With more than 135 small breweries found in communities all across British Columbia, Konkin and his team were not interested in getting cute with a bunch of wild flavours and funky ingredients. When they looked at the massive beer market, the large majority of consumers prefer the basics— products like Molson Canadian, Kokanee and Budweiser. In the giant steel tanks that are key to the brewpub vibe, the majority of the beer that flows out of them is more about quenching thirst than re-inventing the wheel.
“For most craft breweries, it’s against their religion to brew something like that,” Konkin says with a smile. “We decided that we were going for blue collar craft with high quality ingredients. Most of the people who taste our beer, they just want something easy drinking.”

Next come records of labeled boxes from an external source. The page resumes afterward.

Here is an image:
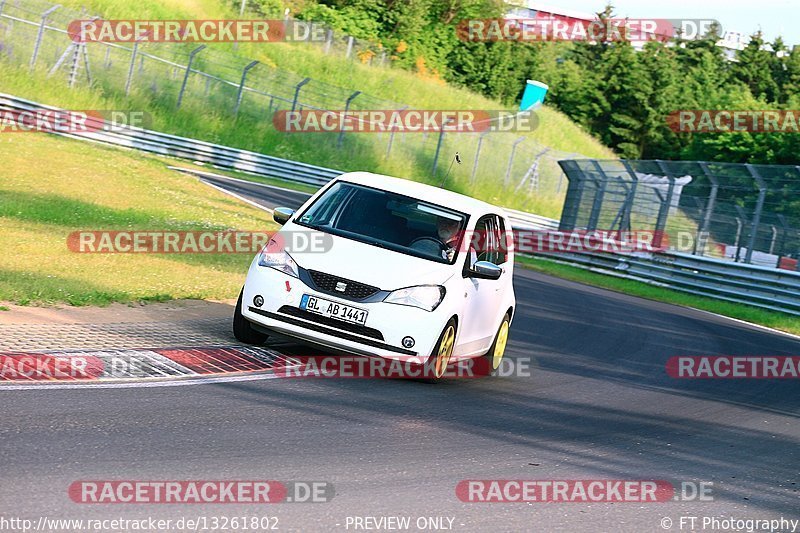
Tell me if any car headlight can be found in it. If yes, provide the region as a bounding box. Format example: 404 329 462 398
258 240 300 278
383 285 445 311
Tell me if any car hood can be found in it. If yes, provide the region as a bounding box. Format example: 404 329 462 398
285 224 454 291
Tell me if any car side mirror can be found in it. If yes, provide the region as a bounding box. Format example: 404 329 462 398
272 207 294 226
469 261 503 279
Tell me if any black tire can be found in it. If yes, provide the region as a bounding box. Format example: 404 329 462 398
425 318 458 383
483 313 511 376
233 289 269 344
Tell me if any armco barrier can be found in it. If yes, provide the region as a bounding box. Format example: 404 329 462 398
549 249 800 316
0 93 800 316
0 93 341 186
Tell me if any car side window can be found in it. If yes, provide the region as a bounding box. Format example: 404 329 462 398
470 217 492 261
470 215 506 265
494 216 511 265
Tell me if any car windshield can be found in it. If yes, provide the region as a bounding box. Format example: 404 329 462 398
295 181 467 264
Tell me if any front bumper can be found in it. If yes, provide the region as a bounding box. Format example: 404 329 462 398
242 261 449 362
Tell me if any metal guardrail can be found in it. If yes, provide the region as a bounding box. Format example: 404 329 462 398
0 93 342 186
550 249 800 316
0 93 800 316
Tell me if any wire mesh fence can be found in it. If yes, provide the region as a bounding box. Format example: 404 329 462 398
0 0 579 215
560 159 800 270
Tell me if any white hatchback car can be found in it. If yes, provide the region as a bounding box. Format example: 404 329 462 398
233 172 515 378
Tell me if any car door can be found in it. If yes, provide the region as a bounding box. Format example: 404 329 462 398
455 215 507 356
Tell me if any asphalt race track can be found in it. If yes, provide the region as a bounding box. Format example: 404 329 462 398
0 172 800 531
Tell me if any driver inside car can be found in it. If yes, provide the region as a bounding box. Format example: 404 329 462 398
436 216 477 266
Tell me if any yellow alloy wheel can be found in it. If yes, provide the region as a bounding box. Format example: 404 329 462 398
492 320 508 370
433 325 456 378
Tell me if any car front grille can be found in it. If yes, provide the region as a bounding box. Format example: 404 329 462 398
278 305 383 341
308 270 380 300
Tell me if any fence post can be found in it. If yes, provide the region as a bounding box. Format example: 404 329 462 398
292 78 311 113
432 119 450 178
620 159 639 235
744 163 767 265
558 159 586 231
733 205 747 263
344 35 353 59
175 44 206 109
336 91 361 148
386 105 408 159
503 137 525 187
777 214 789 267
586 159 608 231
30 5 61 70
233 61 258 117
692 161 719 256
469 130 489 185
653 159 676 248
125 40 139 96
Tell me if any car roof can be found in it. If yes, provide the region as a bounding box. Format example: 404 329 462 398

Keeping an Eye on the Future
Though still in the early days, the initial success of the Trail Beer Refinery and the opportunity to expand the market well beyond the shadow of Teck is keeping Konkin on the run. Despite the demands of a bustling new business, Konkin thrives in a fast-paced environment (he still manages 40 corporate tax returns a year) and will continue teaching at Selkirk College.

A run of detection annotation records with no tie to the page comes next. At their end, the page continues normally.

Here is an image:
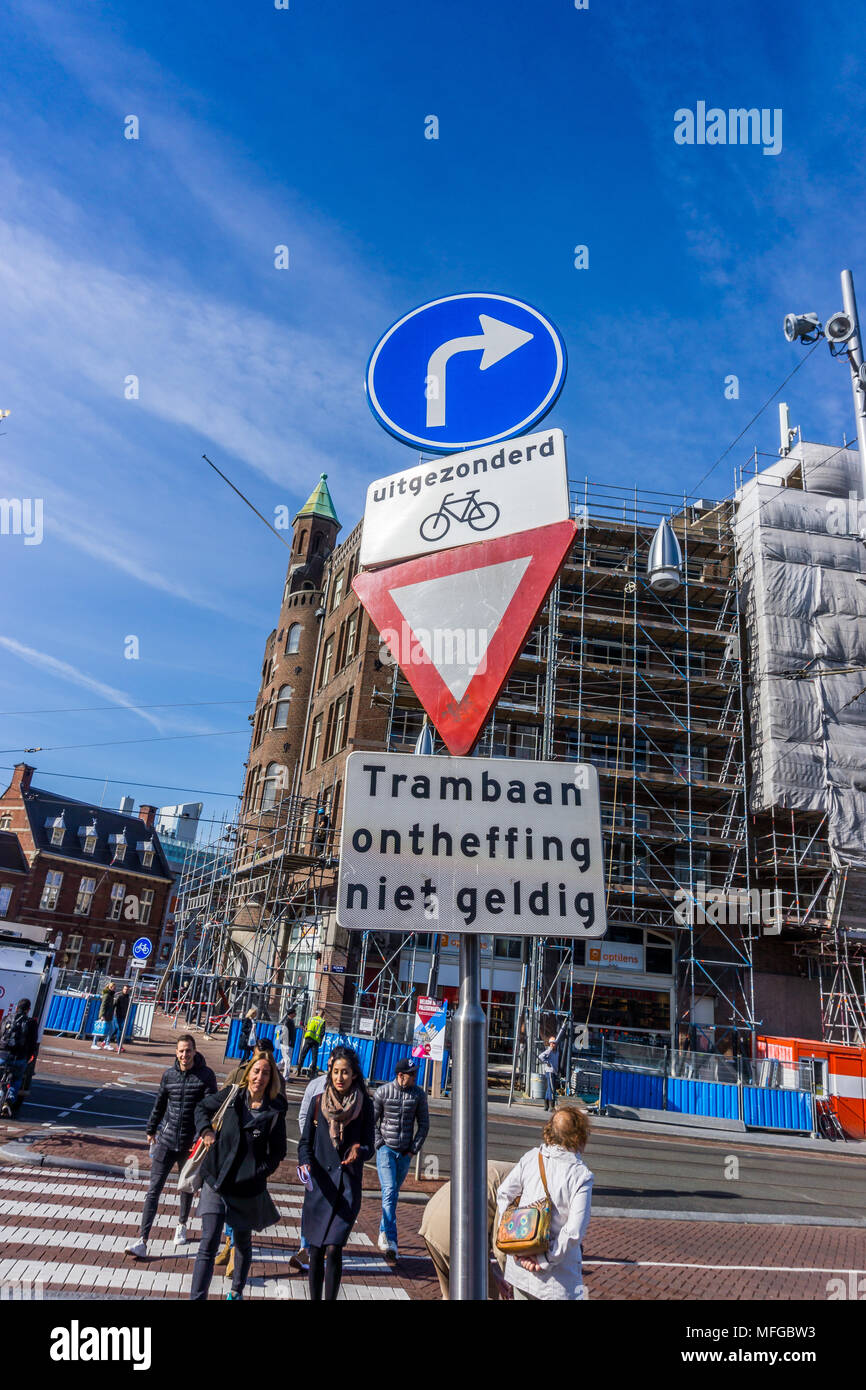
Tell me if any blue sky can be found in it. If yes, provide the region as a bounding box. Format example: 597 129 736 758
0 0 866 816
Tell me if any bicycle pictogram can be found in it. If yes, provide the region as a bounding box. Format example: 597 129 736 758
420 488 499 543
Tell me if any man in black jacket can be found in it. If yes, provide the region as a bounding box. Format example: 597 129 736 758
0 999 39 1119
373 1056 430 1264
126 1033 217 1259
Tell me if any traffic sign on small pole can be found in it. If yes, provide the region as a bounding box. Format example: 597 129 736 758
358 293 583 1301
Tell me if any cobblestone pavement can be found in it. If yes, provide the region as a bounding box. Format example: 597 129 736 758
0 1019 866 1301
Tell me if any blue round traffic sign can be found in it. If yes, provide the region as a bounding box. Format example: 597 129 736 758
367 293 567 453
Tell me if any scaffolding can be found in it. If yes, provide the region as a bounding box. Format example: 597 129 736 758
167 455 866 1061
388 481 755 1081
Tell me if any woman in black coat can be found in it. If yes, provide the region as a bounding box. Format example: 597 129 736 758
297 1047 375 1301
189 1056 288 1300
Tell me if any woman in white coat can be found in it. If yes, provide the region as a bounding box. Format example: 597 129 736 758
496 1106 592 1300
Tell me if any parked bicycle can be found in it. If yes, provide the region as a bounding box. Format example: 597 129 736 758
421 488 499 543
815 1099 847 1144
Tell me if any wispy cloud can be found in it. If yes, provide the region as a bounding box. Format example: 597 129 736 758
0 637 164 731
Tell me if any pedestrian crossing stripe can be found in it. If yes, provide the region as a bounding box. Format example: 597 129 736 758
0 1259 409 1301
0 1201 373 1251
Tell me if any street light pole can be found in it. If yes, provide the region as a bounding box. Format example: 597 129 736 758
450 933 488 1302
842 270 866 498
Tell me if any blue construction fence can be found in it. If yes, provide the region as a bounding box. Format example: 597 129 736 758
599 1066 815 1134
225 1019 449 1086
44 994 138 1037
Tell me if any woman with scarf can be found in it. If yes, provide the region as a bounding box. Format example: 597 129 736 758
297 1047 375 1301
189 1052 288 1300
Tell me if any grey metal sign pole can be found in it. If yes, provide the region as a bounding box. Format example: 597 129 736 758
450 934 488 1301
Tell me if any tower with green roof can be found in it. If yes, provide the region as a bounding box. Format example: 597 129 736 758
243 473 341 827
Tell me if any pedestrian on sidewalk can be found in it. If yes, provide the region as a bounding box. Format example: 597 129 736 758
90 980 114 1049
214 1037 285 1277
126 1033 217 1259
373 1056 430 1264
496 1105 592 1301
289 1067 326 1275
279 1009 297 1081
295 1013 325 1077
418 1159 514 1300
0 999 39 1120
538 1037 559 1111
114 984 129 1052
297 1047 375 1302
240 1006 259 1062
222 1037 285 1095
189 1055 288 1301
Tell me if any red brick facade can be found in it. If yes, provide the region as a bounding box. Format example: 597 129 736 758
0 763 172 974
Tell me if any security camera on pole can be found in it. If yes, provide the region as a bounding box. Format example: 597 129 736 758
336 293 606 1300
784 270 866 499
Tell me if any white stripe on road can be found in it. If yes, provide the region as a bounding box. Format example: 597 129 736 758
0 1259 409 1301
0 1201 373 1250
0 1226 388 1275
0 1169 297 1211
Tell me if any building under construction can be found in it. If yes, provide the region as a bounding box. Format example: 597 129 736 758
172 445 866 1068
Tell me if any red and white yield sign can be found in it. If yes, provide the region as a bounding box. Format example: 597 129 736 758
352 521 577 755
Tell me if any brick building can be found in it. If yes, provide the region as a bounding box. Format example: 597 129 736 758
0 763 172 974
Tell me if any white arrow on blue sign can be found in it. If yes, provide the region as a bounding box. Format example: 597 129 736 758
367 293 566 453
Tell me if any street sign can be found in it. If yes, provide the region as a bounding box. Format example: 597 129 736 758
352 521 577 753
360 430 569 566
336 752 606 938
367 293 566 453
411 995 448 1062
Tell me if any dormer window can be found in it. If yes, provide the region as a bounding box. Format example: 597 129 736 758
78 820 97 855
44 815 67 845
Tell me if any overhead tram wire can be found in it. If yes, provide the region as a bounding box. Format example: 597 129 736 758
0 699 256 719
0 728 250 753
0 765 240 801
202 450 296 550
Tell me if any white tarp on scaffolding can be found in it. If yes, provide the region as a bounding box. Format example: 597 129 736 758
734 443 866 866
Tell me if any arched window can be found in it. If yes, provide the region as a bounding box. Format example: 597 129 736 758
261 763 285 810
274 685 292 728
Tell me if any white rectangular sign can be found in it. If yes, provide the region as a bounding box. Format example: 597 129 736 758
336 752 606 938
360 430 569 567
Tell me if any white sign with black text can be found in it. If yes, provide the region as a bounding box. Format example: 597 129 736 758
336 752 606 938
360 430 569 567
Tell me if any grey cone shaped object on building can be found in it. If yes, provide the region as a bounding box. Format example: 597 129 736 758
646 517 683 594
416 720 434 758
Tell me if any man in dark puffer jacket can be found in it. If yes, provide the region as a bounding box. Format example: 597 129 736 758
126 1033 217 1259
373 1056 430 1264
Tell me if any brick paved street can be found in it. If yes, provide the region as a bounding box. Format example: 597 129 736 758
0 1017 866 1301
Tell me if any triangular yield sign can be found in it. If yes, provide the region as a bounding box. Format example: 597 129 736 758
352 521 577 755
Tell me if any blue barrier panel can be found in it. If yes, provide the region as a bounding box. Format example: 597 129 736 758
666 1076 740 1120
44 994 88 1033
742 1086 812 1133
599 1066 664 1111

As he has done with his previous real-world experience working in corporate Vancouver, Konkin has brought his latest venture into the classrooms of the Castlegar Campus where he uses the Trail Beer Refinery as an academic resource.
“You can take a look at almost any course in business and you can build a case study someplace in this brewery that can be used in that,” says Konkin. “There are so many decisions that need to be made and to bring that into the classroom, it becomes relatable to students. It’s small enough that you can make it more understandable versus some global multi-national company that has so many moving parts that it’s hard to get your head wrapped around it. And when you talk about beer, it’s just that much cooler.”
Still only 46, Konkin expects his teaching career is only just beginning.
“Teaching keeps you young,” he says. “New students constantly arrive and you are stuck in time because people graduate and then a new cohort comes in and they are the same age. I like when students come to my office and just talk about some of the ideas they have. It’s fun to get to know your students and see how what you teach them in class contributes to their success.”
Within the lessons he teaches a new generation of business leaders, Konkin is able to convey something a little extra. With his feet firmly planted in the community that raised him, Konkin is proud to bring a new energy to his hometown.
“We turned an ugly building that was an eyesore in the middle of town into the nicest and coolest place in town,” says Konkin. “This was a catalyst and I think it has helped the confidence level in downtown Trail because there is more investment taking place all around us now. This is Trail’s brewery and we’re happy to make it a reality.”